Tudo que foi doloroso na infância, e muito machucou, se torna uma inflamação sempre latejante na alma. Então, machucamos a quem amamos, decepcionamos quem deposita confiança em nós e ferimos os outros com as nossas feridas.
Quem tem ciúmes excessivos explica-se: “temo perder aquilo que amo”; o irascível tem na ponta da língua: “nunca pude falar nada, mas agora chega”; quem se apega ao dinheiro, justifica-se: “passei muita dificuldade na infância”; quem desconfia do mundo: “nunca mais vão me enganar”…
Há um que tem o poder de fazer novas todas as coisas. Deus re-constrói a nossa história a partir do material torto que lhe apresentamos. Não é por acaso que a conversão a Cristo é também chamada de “novo nascimento”. Não é esquecimento ou amnésia do que viveu, mas uma re-significação do que passou e uma oportunidade de viver um novo começo. Não mais os olhos do ódio, da raiva ou vergonha, mas de uma visão sobre a vida a partir do amor de Cristo que sara as feridas, nos restitui a dignidade, e nos liberta da servidão emocional do passado.

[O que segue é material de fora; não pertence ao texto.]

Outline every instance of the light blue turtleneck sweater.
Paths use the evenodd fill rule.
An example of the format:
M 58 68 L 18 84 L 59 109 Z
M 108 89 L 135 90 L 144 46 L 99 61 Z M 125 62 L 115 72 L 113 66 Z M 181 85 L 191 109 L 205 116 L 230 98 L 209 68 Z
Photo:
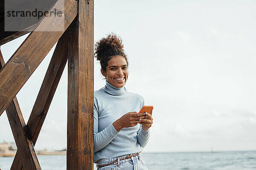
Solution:
M 94 91 L 94 161 L 142 151 L 147 144 L 150 129 L 141 125 L 116 131 L 112 123 L 123 115 L 139 112 L 144 105 L 139 94 L 117 88 L 106 80 L 105 87 Z

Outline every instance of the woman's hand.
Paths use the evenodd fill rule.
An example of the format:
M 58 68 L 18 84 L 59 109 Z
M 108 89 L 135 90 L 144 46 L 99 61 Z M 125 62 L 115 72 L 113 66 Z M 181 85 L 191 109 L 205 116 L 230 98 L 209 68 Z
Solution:
M 129 112 L 116 120 L 113 125 L 116 131 L 119 132 L 124 128 L 132 127 L 136 125 L 145 117 L 146 115 L 144 113 Z
M 145 113 L 146 116 L 145 119 L 142 119 L 140 122 L 139 123 L 142 125 L 142 129 L 144 130 L 148 129 L 152 126 L 152 124 L 153 123 L 152 116 L 147 112 Z

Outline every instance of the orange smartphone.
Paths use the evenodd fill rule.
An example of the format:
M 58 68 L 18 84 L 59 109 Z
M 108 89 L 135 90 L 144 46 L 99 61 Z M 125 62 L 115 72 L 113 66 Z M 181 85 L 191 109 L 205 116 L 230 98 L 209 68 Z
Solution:
M 152 115 L 152 111 L 153 110 L 153 106 L 144 106 L 142 107 L 140 112 L 139 113 L 144 113 L 147 112 L 151 115 Z

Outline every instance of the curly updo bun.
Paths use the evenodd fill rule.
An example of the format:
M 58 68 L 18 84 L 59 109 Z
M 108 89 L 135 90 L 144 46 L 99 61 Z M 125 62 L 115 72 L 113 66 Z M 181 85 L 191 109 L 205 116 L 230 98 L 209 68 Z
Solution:
M 127 57 L 122 42 L 122 39 L 113 33 L 96 42 L 94 56 L 97 60 L 99 61 L 101 68 L 104 71 L 106 71 L 108 61 L 115 56 L 122 56 L 128 66 Z

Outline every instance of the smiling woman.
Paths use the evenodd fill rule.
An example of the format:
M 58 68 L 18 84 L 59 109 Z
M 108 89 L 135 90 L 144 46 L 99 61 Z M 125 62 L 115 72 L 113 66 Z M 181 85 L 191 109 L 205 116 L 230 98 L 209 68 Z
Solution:
M 144 98 L 125 87 L 128 63 L 122 42 L 112 34 L 95 46 L 106 85 L 94 91 L 94 161 L 98 170 L 147 170 L 140 152 L 148 142 L 153 118 L 137 112 Z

Quando me concedo a oportunidade de viver agora tendo Deus como “Abba Pai” – não preciso mais ficar preso a um passado doloroso. Quero ser um adulto vivendo como uma criança diante de Deus, uma criança que pula, dança, festeja, dá gargalhadas, chapinha nas poças d’água, e quando se cansa, corre para o colo do Pai.